Another interface implemented by this class is the IDataErrorInfo interface, which is used to attach errors to entities. For full support your entity should implement this interface too, since the errors should flow between layers. So your business layer should support this interface, and use it for storing validation errors.

Finally, imagine you have a list of entities in your application, and the presentation layer shows a list of items. You call a method which returns a new copy of one of the items. How can you merge this item in the existing list? You could remove the old entry, and add the fresh copy in its place. But should there exist another entry to this object than you will have two instances in memory which will be a very confusing bug. Of you copy the fresh data into the existing entity, which requires code to copy each property (a little like DataSet’s Merge method). With the wrapper you simply replace the wrapper’s Model property which will notify all bindings to update:

public T Model
{
  get { return model; }
  set { model = value; RaiseAllUpdated(); }
}

 
internal void RaiseAllUpdated()
{
  foreach (var pair in cache[typeof(T)])
  {
    RaisePropertyChanged(pair.Key);
  }
}
 

This method will raise the PropertyChanged event for each property in it’s cache. This means that only data-bound properties will be updated.

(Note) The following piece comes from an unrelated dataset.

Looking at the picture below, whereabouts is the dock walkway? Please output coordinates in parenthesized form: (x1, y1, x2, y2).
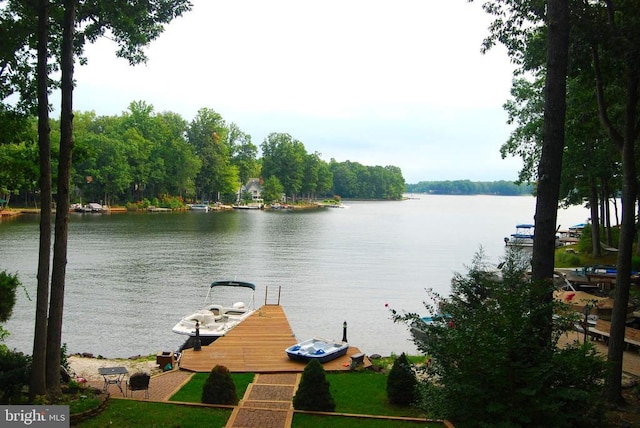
(179, 304, 370, 373)
(95, 305, 375, 428)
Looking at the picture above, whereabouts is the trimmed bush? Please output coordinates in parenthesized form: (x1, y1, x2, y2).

To conclude: here is the complete class

using System;
using System.Collections.Generic;
using System.ComponentModel;
using System.Dynamic;
using System.Reflection;

namespace U2U.MVVM
{
  public class EntityViewModel<T>
    : DynamicObject, INotifyPropertyChanged, IDataErrorInfo
  {
    private static Dictionary<Type, Dictionary<string, PropertyInfo>> cache =
      new Dictionary<Type, Dictionary<string, PropertyInfo>>();

    private T model;

    public T Model
    {
      get { return model; }
      set { model = value; RaiseAllUpdated(); }
    }

    public EntityViewModel(T model)
    {
      if (model == null)
        throw new ArgumentNullException();
      this.model = model;
      Type type = typeof(T);
      if (!cache.ContainsKey(type))
        cache.Add(type, new Dictionary<string, PropertyInfo>());
    }

    public override bool TryGetMember(GetMemberBinder binder, out object result)
    {
      PropertyInfo pi = AssertProperty(binder.Name);
      if (pi != null)
      {
        result = pi.GetValue(model, null);
        return true;
      }
      result = null;
      return false;
    }

    public override bool TrySetMember(SetMemberBinder binder, object value)
    {
      PropertyInfo pi = AssertProperty(binder.Name);
      if (pi != null)
      {
        pi.SetValue(model, value, null);
        RaisePropertyChanged(binder.Name);
        return true;
      }
      return false;
    }

    private PropertyInfo AssertProperty(string propName)
    {
      Dictionary<string, PropertyInfo> dict = cache[typeof(T)];
      if (!dict.ContainsKey(propName))
      {
        dict[propName] = typeof(T).GetProperty(propName);
      }
      return dict[propName];
    }

    internal void RaiseAllUpdated()
    {
      foreach (var pair in cache[typeof(T)])
      {
        RaisePropertyChanged(pair.Key);
      }
    }

    public event PropertyChangedEventHandler PropertyChanged;

    private void RaisePropertyChanged(string propName)
    {
      if (PropertyChanged != null)
        PropertyChanged(this, new PropertyChangedEventArgs(propName));
    }

    public string Error
    {
      get
      {
        IDataErrorInfo dataErrorInfo = model as IDataErrorInfo;
        if (dataErrorInfo != null)
          return dataErrorInfo.Error;
        else
          return null;
      }
    }

    public string this[string propName]
    {
      get
      {
        IDataErrorInfo dataErrorInfo = model as IDataErrorInfo;
        if (dataErrorInfo != null)
          return dataErrorInfo[propName];
        else
          return null;
      }
    }

    public bool HasErrors
    {
      get
      {
        IDataErrorInfo dataErrorInfo = model as IDataErrorInfo;
        if (dataErrorInfo != null)
        {
          bool hasErrors = dataErrorInfo.Error != null;
          foreach (var pair in cache[typeof(T)])
          {
            hasErrors = hasErrors | (dataErrorInfo[pair.Key]!= null) ;
          }
          return hasErrors;
        }
        return false;
      }
    }
  }
}

 

Feel free to give this wrapper a try (at your own risk!), and please let me know should you discover any problems.